Multi objective optimization
In most of previous studies, only adsorption step has been carried out
to investigate the effect of different parameters on the adsorbent
performance. Optimization of the TSA unit in terms of energy
requirements and performance of the process appears as a good deal for
VOC removal technologies. Accordingly, a model is required to describe
the effect of process variables on recovery of VOCs and operating costs.
After preliminary tests and in the fixed feed condition, duration of
heating step (A), duration of cooling step (B), regeneration flow rate
(C) and humidity of air (D) are considered as effective variables and
their practical range are identified in Table 3. In this study, the
Design-expert® software is utilized via the central composite design
(CCD) method through performing 30 tests with five levels for each
variable. Table 3 shows corresponding results for VOCs recoveries and
operating costs per each cycle. The RSM proposed a 2FI correlation to
relate diethyl ether recovery, ethanol recovery and operating costs to
the independent variables. The results of analysis of variance showed
that the P values for all three objectives are lower than 0.05
indicating that the model terms are significant and have significant
effects because of the large F value. The large F-value showed that the
model is significant while only 0.01 % chance that a ”Model F-Value”
with this large F value could occur due to noise. Values of
”Prob>F” less than 0.05 indicate that the model terms are
significant. The results of the diethyl ether and ethanol recoveries
showed thatincrease in the variable B leads to increase in diethyl ether
recovery while increase in the variables A, C and D results in decrease
in diethyl ether and ethanol recoveries. Increase in parameters C, A and
B directly increase operating costs and increase in parameter D leads to
lower operating cost.The model accuracy for all objectives has been
higher that 99.98 % (R2) indicating a good fitting of
the correlation with the data. ”Adeq Precision” measures the signal to
noise ratio. A ratio greater than 4 is desirable. In this study, the
“Adeq Precision” ratio higher than 103 is obtainedwhich indicates an
adequate ratio. Also the “Adj R-Squared” is highe than 99.69 % which
is close to “R-Squared” indicating a good accuracy of model. This
model can be used to navigate the design space. Equations 26-28 show the
empirical correlation for each objectives obtained by the RSM.

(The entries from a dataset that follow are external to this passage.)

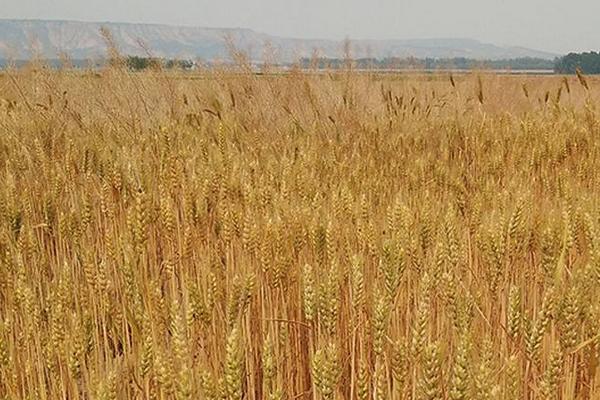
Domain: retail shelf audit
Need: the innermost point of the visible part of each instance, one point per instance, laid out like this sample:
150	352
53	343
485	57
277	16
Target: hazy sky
552	25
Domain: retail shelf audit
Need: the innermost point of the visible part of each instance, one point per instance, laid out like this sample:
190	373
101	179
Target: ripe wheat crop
227	235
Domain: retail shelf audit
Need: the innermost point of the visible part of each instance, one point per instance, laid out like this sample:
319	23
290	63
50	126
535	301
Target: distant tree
588	63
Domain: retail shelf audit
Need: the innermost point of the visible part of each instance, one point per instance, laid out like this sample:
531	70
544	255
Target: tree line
588	63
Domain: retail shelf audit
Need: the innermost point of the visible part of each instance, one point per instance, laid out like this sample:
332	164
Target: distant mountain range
19	39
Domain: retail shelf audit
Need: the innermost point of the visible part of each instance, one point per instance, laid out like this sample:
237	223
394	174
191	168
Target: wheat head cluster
231	235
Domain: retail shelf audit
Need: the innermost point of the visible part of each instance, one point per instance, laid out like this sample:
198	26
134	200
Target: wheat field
228	235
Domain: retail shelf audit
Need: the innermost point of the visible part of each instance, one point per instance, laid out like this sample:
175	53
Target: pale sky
552	25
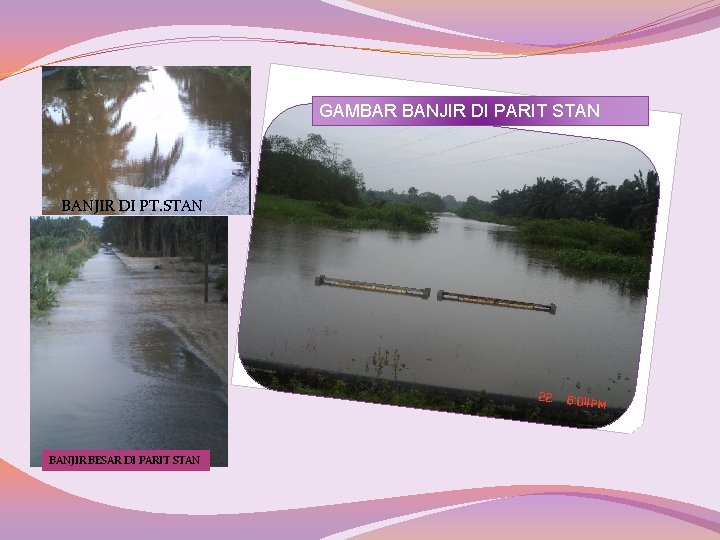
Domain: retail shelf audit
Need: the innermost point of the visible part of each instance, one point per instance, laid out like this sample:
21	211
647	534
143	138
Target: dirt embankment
174	289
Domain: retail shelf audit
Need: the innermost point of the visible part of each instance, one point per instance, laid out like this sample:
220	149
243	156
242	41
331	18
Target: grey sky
463	161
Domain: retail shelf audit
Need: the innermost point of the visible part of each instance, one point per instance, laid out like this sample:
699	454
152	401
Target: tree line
630	205
308	169
168	236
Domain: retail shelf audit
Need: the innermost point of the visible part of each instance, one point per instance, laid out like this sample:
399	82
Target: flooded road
167	134
107	372
591	346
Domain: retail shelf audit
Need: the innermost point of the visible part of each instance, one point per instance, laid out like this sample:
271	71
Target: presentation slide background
295	452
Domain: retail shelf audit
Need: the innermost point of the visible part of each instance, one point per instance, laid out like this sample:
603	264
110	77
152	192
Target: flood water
108	374
172	133
590	347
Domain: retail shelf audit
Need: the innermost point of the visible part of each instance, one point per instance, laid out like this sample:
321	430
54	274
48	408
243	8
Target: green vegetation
58	248
590	227
306	181
339	216
238	73
221	285
202	239
373	389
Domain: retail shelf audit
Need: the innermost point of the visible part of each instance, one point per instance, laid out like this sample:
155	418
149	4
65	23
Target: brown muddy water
169	134
107	372
590	347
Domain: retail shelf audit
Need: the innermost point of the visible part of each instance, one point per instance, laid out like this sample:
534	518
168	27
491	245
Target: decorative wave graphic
508	512
512	28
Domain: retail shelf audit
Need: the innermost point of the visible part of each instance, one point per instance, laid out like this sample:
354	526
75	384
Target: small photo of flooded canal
128	334
484	271
146	139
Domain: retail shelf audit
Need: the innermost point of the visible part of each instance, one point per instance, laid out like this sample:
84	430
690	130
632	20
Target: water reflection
165	133
286	319
110	371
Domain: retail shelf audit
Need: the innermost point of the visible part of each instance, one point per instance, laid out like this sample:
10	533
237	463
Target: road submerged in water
111	370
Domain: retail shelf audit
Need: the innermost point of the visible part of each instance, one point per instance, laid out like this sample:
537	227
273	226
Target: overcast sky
463	161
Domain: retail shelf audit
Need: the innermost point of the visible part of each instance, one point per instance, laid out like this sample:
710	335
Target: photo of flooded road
176	135
125	350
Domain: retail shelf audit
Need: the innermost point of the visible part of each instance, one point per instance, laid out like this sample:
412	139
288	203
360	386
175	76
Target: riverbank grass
54	260
334	215
586	246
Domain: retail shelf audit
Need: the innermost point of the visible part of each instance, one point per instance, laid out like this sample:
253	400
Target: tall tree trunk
206	255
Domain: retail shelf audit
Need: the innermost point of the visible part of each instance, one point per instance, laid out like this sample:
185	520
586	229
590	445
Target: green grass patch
221	284
54	260
588	246
333	215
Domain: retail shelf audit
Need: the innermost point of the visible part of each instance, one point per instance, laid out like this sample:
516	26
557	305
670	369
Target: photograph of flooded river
591	346
127	355
526	301
146	133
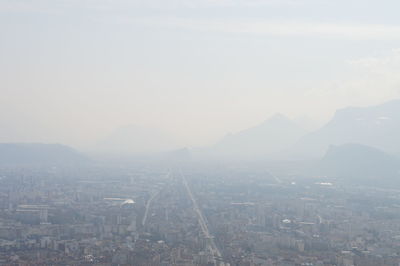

Diethyl ether cyclic recovery
(%) =+84.88123+0.076377×A+0.24750×B+0.012657×C-685.03606×D-3.09525E-003×A×B-6.63543E-004×A×C+7.02308×A×D+1.54004E-004×B×C+7.04970×B×D+0.68891×C×D
Eq. (26)
Ethanol cyclic recovery (%)= +63.86180+0.059023× A +0.16952×B
+0.011428×C-299.78004×D-2.82108E-003×A×B-6.03091E-004×A×C+3.07032×A×D+4.22973E-004×B×C+3.09206×B×D+0.30129×C×D
Eq. (27)
Operating costs
($)= -7.23003E-004+0.000000×A+4.81994E-005×B+0.029585×C+0.24099×D+0.000000×A×B+3.90000E-003×A×C+1.74583E-012×A×D+2.95818E-003×B×C-0.016066×B×D-8.92557E-004×C×D
Eq. (28)
The predicted versus actual data for all three objectives confirmed that
the predicted values of the model were in a good agreement with the
given data.Figure 8 shows three- dimensional plot for interaction of
variables on the objectives. The plot given in Figure 8 is easy-reading
and straightforward in which a linear surface is seen between the
independent parameters on the responses.